A loose end was the scrap of paper Sonia had found in Felicity ’s pocket. Why had the girl copied down the Latin inscription from the church portico? Darius asked her one night when he was in front of the house snapping dead blooms from potted marigolds. She crouched beside him holding a plastic bag open to receive the pungent heads.
“I’m not sure why I did it,” she said. “I was waiting for Carlo in the square one afternoon, reading the paper. I did the crossword.

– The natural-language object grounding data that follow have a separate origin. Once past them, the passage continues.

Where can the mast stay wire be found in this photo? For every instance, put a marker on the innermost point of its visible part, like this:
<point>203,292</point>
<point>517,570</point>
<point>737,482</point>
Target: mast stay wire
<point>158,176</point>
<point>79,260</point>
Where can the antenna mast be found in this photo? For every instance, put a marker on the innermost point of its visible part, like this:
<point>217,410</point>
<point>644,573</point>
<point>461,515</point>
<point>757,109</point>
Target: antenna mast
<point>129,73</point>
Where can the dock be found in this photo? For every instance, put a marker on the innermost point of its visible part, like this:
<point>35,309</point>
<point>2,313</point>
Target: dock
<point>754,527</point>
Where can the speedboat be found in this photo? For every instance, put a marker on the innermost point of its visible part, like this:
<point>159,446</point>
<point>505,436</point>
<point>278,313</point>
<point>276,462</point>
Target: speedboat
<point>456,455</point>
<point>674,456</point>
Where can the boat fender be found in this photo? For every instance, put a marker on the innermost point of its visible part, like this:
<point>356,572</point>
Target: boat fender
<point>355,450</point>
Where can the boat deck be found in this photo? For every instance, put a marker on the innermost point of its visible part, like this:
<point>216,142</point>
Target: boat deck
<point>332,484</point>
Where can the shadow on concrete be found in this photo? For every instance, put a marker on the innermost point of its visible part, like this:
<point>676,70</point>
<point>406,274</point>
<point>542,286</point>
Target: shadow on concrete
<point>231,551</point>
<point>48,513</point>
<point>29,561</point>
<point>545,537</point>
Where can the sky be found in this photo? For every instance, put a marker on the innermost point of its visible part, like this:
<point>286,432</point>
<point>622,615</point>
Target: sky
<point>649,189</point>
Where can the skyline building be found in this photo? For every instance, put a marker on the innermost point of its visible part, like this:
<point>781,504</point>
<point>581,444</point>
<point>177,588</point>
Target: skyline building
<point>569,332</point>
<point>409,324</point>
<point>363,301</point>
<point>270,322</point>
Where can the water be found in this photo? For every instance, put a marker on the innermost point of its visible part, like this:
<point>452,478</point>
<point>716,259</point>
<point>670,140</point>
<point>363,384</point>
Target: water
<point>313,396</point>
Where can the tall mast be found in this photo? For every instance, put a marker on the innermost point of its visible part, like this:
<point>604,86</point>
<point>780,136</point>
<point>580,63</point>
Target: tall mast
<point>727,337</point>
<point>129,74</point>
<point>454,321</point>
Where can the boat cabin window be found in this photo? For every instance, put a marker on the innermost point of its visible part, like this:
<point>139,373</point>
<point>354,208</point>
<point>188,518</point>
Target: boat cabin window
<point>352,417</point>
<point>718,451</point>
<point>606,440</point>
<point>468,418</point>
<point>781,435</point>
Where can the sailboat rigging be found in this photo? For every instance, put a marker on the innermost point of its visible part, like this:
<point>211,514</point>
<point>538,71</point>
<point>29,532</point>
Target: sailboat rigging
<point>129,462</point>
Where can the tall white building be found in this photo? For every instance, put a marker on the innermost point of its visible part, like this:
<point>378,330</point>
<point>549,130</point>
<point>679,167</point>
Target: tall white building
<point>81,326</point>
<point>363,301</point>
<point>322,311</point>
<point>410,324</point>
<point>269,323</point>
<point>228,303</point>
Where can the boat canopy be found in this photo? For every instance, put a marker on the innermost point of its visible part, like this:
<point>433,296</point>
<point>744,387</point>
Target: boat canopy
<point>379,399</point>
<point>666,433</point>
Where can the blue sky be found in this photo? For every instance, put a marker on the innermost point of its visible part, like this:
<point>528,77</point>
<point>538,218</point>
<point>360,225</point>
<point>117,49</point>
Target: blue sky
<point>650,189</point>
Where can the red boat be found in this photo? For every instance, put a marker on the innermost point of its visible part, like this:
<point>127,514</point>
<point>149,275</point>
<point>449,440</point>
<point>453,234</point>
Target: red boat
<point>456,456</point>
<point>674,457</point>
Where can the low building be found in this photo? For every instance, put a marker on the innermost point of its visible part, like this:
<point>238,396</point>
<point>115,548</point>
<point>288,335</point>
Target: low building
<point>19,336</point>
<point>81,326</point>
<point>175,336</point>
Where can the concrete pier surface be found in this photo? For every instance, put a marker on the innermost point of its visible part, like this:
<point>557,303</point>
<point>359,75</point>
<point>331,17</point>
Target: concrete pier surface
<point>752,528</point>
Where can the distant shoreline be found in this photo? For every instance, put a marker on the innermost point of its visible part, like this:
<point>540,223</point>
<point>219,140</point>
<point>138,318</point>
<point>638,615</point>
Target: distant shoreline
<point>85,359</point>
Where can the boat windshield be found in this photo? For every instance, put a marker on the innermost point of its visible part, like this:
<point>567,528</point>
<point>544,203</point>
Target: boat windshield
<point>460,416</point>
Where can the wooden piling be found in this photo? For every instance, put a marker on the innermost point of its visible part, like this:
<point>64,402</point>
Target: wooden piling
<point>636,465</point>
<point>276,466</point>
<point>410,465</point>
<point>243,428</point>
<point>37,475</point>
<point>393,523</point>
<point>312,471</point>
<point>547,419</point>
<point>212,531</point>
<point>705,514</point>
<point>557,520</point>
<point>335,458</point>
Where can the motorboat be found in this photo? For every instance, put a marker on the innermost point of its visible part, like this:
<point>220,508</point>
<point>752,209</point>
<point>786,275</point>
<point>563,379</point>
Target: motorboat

Then I noticed the inscription on the church and I wrote it down. I liked the sound of the words. Maybe I was going to look them up.”
“Maybe you wanted to help me find you. You were providing a clue.”
“That’s very subtle. Do people do things like that?”
Carlo Tenacci’s body was discovered weeks later, buried in a shallow grave. He had been shot once in the back of the head. Apparently the underworld did not want an unreliable employee talking to the police.
“What a strange man,” Felicity said. She was helping her mother fit a costume to a new puppet. Darius was at his bench, carving. “I didn’t have Carlo figured out at all.”
“It’s behind us now,” Sonia said, sounding relaxed and happy.
But it was not behind Darius. He would have to live forever with his secret. Had he not been carrying the knife, Joey would be alive today. Carlo Tenacci would be alive too, in a police cell. It was wrong to carry a concealed weapon. He had always known this. Now he understood one of the reasons why. Unforeseen things could happen.
Bending to his work, Darius put the unpleasant thoughts out of his mind. Tomorrow he was to perform the first of a series of shows at local schools. This was his real life, hidden in the darkness behind the painted façade, surrounded by his puppets, the children laughing out front and everything under control.